¡Qué sería de nuestra Navidad sin los belenes! Los ojos necesitan posarse en esas figuras para que, a través de ellas, el alma acoja, por la fe, la buena noticia que proclaman.
Siglos atrás, Moisés rogó a Yahweh que le mostrara su rostro. Y Yahweh le respondió que su rostro no lo podría ver. El profeta se dio la vuelta mientras Dios pasaba, y, al volverse, apenas alcanzó a ver su espalda.
Hoy, Juan nos anuncia la vida eterna que estaba junto al Padre y se nos manifestó (Jn 1, 2). ¿Sabes lo que eso significa? ¡Que Dios se ha girado hacia nosotros, se ha dado la vuelta y nos ha mostrado su rostro! El propio apóstol vio, en la santa faz del Redentor, el rostro de Dios. Pero, antes, lo vieron María y José en Belén.

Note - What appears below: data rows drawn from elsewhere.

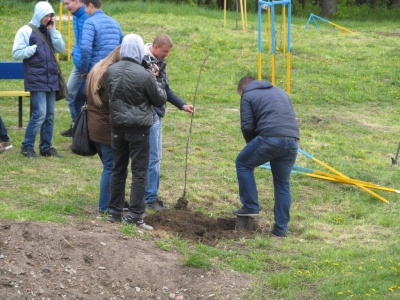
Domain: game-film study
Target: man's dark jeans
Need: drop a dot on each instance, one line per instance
(137, 148)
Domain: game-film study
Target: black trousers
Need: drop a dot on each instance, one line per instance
(135, 147)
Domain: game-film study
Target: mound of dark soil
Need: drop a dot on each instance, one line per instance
(93, 260)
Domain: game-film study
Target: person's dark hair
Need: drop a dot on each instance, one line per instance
(162, 39)
(96, 3)
(243, 82)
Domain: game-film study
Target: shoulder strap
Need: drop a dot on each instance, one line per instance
(41, 35)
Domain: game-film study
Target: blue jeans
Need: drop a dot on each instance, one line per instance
(135, 147)
(281, 153)
(105, 153)
(80, 99)
(42, 118)
(74, 82)
(155, 161)
(3, 132)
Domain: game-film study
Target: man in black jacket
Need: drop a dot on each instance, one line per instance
(270, 129)
(132, 91)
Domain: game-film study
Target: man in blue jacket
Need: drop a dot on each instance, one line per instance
(101, 34)
(40, 77)
(270, 129)
(79, 17)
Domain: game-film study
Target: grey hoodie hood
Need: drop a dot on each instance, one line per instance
(132, 46)
(42, 9)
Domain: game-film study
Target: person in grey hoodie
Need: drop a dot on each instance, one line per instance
(270, 129)
(132, 91)
(40, 77)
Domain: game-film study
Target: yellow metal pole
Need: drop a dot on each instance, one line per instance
(245, 13)
(336, 25)
(288, 72)
(241, 13)
(69, 35)
(224, 13)
(357, 184)
(284, 28)
(273, 69)
(353, 181)
(269, 29)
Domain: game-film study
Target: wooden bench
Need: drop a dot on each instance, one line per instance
(11, 71)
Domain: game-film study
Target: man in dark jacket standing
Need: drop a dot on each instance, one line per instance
(270, 129)
(132, 91)
(156, 53)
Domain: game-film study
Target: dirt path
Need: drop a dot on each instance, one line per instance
(92, 260)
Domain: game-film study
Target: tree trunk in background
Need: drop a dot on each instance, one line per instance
(328, 8)
(220, 4)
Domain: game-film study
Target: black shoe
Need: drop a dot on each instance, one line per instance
(138, 222)
(114, 218)
(277, 233)
(50, 152)
(245, 212)
(67, 133)
(101, 215)
(126, 206)
(157, 205)
(28, 152)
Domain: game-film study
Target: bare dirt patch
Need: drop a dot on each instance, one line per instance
(94, 260)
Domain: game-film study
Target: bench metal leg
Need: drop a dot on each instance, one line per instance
(20, 111)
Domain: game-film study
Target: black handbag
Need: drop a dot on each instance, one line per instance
(81, 143)
(62, 93)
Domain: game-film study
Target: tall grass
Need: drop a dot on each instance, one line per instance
(344, 87)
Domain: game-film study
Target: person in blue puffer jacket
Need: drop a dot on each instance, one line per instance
(40, 77)
(75, 80)
(101, 34)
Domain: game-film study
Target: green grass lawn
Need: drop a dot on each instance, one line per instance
(343, 242)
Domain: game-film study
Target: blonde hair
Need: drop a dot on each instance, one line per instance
(95, 78)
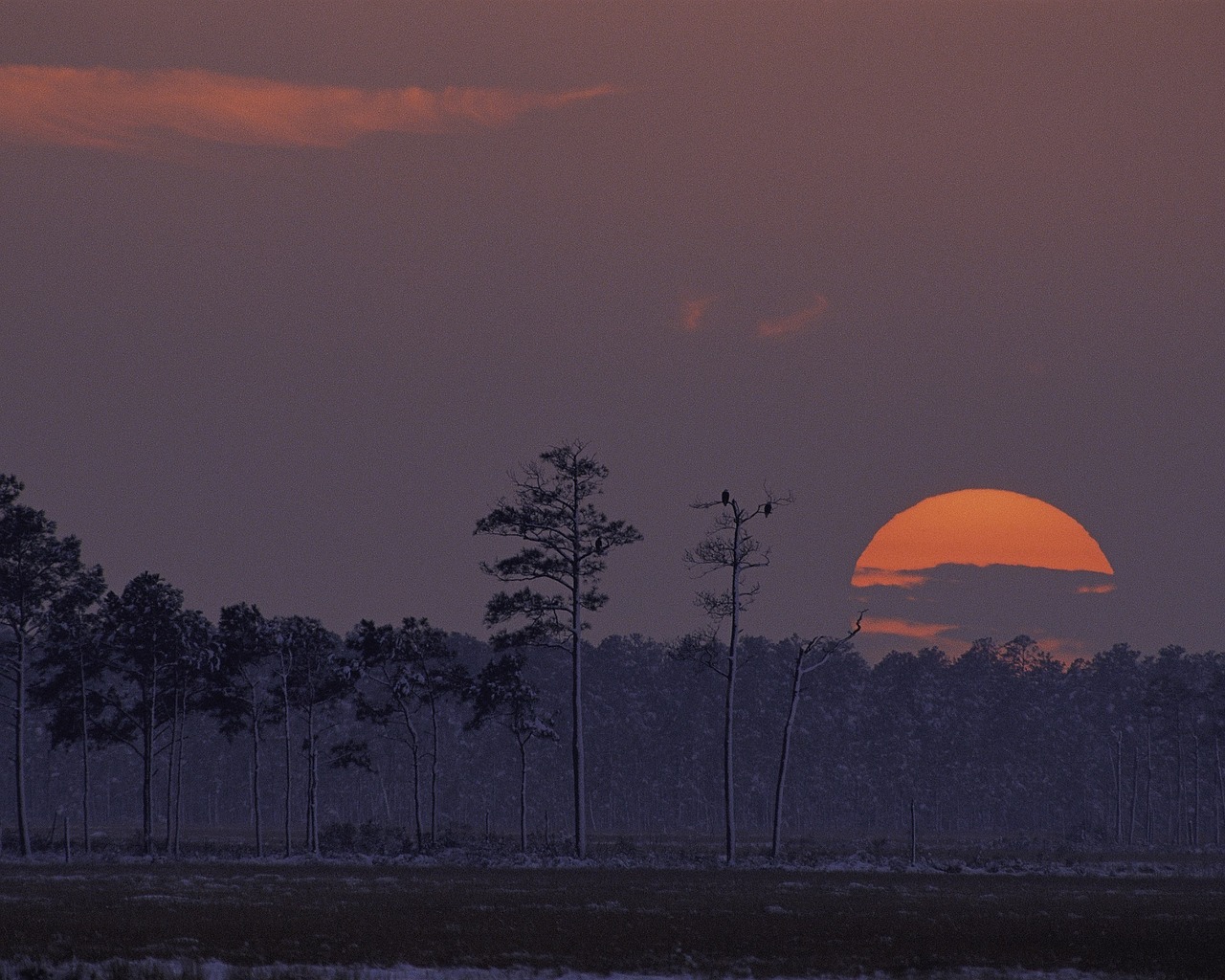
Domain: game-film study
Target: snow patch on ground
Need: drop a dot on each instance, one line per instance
(162, 969)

¡Dichosos ojos nuestros, que podrán contemplar un día la belleza del más hermoso de los hijos de Adán! Hasta que ese día llegue, necesitamos los belenes, los crucifijos y, sobre todo, el blanco inmaculado de la Hostia. Clavando en ellos la mirada, entra en el alma la luz.
Entró también el otro discípulo, el que había llegado primero al sepulcro; vio y creyó.